If you’ve ever been involved in a workplace termination in Canada, regardless of what side of the table you’re sitting on, you’ve likely been exposed to the Bardal factors.
Perhaps you didn’t call them that but, in negotiating severance packages for dismissals without cause, you no doubt took them into account when doing the math. The well-worn factors are:
· length of service
· character of employment
· availability of similar employment.
There is no magical formula in determining what an employee is entitled to, but courts will almost always take these four factors into account. That means HR professionals and employment lawyers will as well and, despite what you may have read or heard, the one-month per year of service rule doesn’t work. It may be a good starting point, but a statistical analysis of cases rarely bears it out.
I’ve written countless stories over the years about the factors, but never really explored the case directly. Who was Bardal? What happened to him during his time at the Globe & Mail that led to the landmark 1960 ruling that continues to echo in every workplace lawsuit today?
The story behind the factors
Simply put, it was a wrongful dismissal case that had its roots in Winnipeg in 1942.
At the time, Bardal was manager of the Canadian Street Car Advertising Company. Prior to that, he worked at the Winnipeg Tribune as assistant advertising manager. The Toronto-based Globe & Mail approached Bardal and offered him the same position he had held at the Tribune.
To entice him, the Globe said it expected the advertising manager to retire shortly and Bardal would likely take over that position when it became free.
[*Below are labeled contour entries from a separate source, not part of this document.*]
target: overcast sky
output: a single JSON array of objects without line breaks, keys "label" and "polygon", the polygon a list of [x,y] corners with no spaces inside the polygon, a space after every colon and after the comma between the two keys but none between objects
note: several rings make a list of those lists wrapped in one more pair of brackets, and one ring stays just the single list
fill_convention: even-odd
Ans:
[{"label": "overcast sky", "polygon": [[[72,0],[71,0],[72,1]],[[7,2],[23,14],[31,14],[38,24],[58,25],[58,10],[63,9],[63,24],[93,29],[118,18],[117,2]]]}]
Bardal was reluctant. He wanted assurances from the Globe that, because of his age, the employment be permanent. (Oddly, his precise age is never stated in the case.)
He met with the publisher, where he again expressed concern about changing jobs at his age. After the conversations, Bardal agreed to sign on with a starting salary of $6,500 a year (about $100,000 in 2019 dollars). His start date was pegged as Oct. 1, 1942.
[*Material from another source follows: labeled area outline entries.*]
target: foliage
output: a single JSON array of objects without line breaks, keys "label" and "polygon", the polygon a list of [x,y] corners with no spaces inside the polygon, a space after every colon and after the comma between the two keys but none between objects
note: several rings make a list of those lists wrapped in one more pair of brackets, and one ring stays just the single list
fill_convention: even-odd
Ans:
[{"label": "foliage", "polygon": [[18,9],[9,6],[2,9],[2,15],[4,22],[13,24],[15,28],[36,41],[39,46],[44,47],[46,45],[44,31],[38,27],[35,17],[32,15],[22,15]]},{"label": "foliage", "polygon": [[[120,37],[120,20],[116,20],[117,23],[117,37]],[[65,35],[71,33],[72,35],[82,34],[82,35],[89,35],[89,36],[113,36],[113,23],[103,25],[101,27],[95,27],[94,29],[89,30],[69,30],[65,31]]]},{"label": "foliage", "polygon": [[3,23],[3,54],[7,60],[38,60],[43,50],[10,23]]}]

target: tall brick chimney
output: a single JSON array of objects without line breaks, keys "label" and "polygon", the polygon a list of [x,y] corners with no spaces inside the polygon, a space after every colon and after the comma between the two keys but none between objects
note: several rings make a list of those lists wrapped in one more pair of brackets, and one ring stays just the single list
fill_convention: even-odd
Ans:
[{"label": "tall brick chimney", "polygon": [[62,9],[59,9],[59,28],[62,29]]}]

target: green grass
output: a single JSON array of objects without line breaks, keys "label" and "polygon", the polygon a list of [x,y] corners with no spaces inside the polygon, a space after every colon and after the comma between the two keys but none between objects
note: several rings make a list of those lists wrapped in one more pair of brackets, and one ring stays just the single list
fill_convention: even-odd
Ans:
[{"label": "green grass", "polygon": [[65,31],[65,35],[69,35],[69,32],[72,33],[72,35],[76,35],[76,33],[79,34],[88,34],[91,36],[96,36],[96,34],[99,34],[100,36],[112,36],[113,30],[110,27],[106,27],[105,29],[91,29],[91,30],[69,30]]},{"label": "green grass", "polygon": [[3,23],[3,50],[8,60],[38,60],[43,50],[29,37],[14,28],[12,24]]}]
In 1955, the Globe was sold. The previous year, Bardal had been promoted to advertising manager. In 1955, he was appointed director of advertising and a member of the board of directors.
At the time his employment was terminated, Bardal was earning $1,479.16 per month ($14,200 in 2019 dollars or an annual take of $170,000.) He also received profit sharing that between 1956 and 1958 ranged from $3,095 to $6,538 annually. (About $28,000 to $62,000 in 2019 dollars).
On April 23, 1959, Bardal was summoned to the president’s office. He was asked for his resignation and promised six months’ salary to help him transition to new employment. The Globe asked for him to step down because it had been losing money and wanted someone new who could improve the advertising business.
Bardal refused to resign and was subsequently terminated. In relatively short order, he found a new job at an advertising agency with a salary of $15,000 for two years. Under the terms of his Globe pension, he had a choice between a lump sum amount of $5,000 or a pension of $1,350 per year. He took the latter option.
Globe denied wrongful dismissal
The Globe denied it had wrongfully dismissed Bardal, taking the position he had voluntarily withdrew his employment.
“In the alternative, it was pleaded that if the (Globe) did terminate (Bardal’s) employment it was justified in doing so by reason of the fact that the advertising department did not, during the period the plaintiff was advertising manager, obtain the results which the (Globe) was reasonably entitled to expect,” according to the court ruling.
That, of course, is not sufficient cause to fire an employee. The court then turned its attention to the only matter at hand – how much notice was Bardal entitled to for termination of employment?
The court pointed out that his position as advertising manager was “one of the most important offices” at the newspaper. It also noted Bardal had been appointed to the board of directors, which provided evidence of the “permanent character of his employment and the importance of the office.”
The court went on to make this landmark statement, which still reverberates in nearly every employment law case today:
“There can be no catalogue laid down as to what is reasonable notice in particular classes of cases. The reasonableness of the notice must be decided with reference to each particular case, having regard to the character of employment, the length of service of the servant, the age of the servant and the availability of similar employment, having regard to the experience, training and qualifications of the servant.”
Applying this to Bardal’s situation, the court said:
· He was, through a lifetime of training, qualified to manage the advertising department of a large metropolitan newspaper
· His whole training had been in the advertising department of two large daily newspapers
· There are few comparable offices available in Canada
· Bardal mitigated his damages by taking a job with an advertising agency, though that employment was of a different character than his job at the Globe
Taking all that into account, the court awarded Bardal one year’s notice of termination. He had been employed at the Globe for more than 16 years.